Any process X can get a new copy of the namespace of a target
process Y by writing the string "clone" to the ns file of Y.
The same user must own both processes.
The process writing the ns file must be allowed to mount.
The Pgrp of the calling process is then replaced with a new copy of
the Pgrp of the target process.
After the operation, any change done by X to its own namespace does
not affect Y. Also, if mount was forbidden for Y, it will also be
forbidden for X after the clone.
There are a few issues with Plan 9's `access`:
- it has side effects: to test the actual access (that the file
servers can allow or deny according to complex custom rules)
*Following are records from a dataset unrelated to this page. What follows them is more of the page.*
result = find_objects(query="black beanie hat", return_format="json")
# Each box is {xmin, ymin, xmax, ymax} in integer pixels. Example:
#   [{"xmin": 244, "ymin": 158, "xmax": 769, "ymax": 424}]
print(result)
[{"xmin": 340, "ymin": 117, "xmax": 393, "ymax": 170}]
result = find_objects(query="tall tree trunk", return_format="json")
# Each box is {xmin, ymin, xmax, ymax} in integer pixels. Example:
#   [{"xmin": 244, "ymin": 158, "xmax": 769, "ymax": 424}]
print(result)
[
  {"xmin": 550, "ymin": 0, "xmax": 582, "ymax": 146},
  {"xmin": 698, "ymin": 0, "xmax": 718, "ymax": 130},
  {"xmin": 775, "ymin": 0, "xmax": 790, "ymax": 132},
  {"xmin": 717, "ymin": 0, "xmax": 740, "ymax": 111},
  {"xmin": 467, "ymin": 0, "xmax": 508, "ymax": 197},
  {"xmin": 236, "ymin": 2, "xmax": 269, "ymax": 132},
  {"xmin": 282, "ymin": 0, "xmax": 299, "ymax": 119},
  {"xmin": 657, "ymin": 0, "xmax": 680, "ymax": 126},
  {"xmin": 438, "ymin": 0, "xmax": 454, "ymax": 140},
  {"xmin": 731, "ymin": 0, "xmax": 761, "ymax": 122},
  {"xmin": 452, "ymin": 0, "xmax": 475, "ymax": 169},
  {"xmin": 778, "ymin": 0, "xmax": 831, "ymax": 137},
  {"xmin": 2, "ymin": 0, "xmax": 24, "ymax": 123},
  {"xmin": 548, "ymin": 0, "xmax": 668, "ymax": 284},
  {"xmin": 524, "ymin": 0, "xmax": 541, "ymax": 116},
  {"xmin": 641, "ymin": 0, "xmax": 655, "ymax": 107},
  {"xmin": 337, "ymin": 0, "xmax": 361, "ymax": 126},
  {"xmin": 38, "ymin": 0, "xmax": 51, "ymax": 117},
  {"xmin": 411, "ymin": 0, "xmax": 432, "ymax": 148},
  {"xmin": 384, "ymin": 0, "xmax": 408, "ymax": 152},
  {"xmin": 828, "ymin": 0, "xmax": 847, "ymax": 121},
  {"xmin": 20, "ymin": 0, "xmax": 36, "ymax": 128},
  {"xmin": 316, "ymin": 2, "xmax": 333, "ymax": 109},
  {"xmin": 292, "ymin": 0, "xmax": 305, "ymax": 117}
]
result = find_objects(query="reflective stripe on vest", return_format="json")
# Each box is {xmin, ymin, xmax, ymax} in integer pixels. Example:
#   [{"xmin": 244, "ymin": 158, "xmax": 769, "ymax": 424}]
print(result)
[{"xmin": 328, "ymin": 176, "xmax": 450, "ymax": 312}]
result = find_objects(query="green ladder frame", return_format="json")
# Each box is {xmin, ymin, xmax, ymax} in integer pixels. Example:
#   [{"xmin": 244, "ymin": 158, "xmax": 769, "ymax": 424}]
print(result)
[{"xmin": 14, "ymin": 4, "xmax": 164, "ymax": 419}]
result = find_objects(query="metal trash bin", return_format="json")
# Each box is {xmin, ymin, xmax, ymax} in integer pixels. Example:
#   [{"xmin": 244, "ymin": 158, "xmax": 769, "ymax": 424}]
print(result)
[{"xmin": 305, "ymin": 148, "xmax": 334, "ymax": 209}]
it opens and then closes the file, allocating (and disposing) the fd
- it does not work on directories, since
- they cannot be opened for writing, despite the fact that to
create a file in a directory you must be granted write access on
that directory
- they cannot be opened for execution, despite the fact that to
access a file in a directory you must be granted execution access
on that directory
Despite the fact that `access` (even on UNIX) is a violation of the
"tell, don't ask" principle (the access could be forbidden just after
its successful return, making subsequent `open` fail anyway), this
fact smells of a little design error in the file interface.
So, right now we choose to let the libposix's `access` lie on directories:
it will always return 0 on AWRITE and AEXEC for them, accepting that
a successive create/mkdir may fail.
However, a cleaner file API and protocol should allow a simpler `access`
to be implemented for directories too.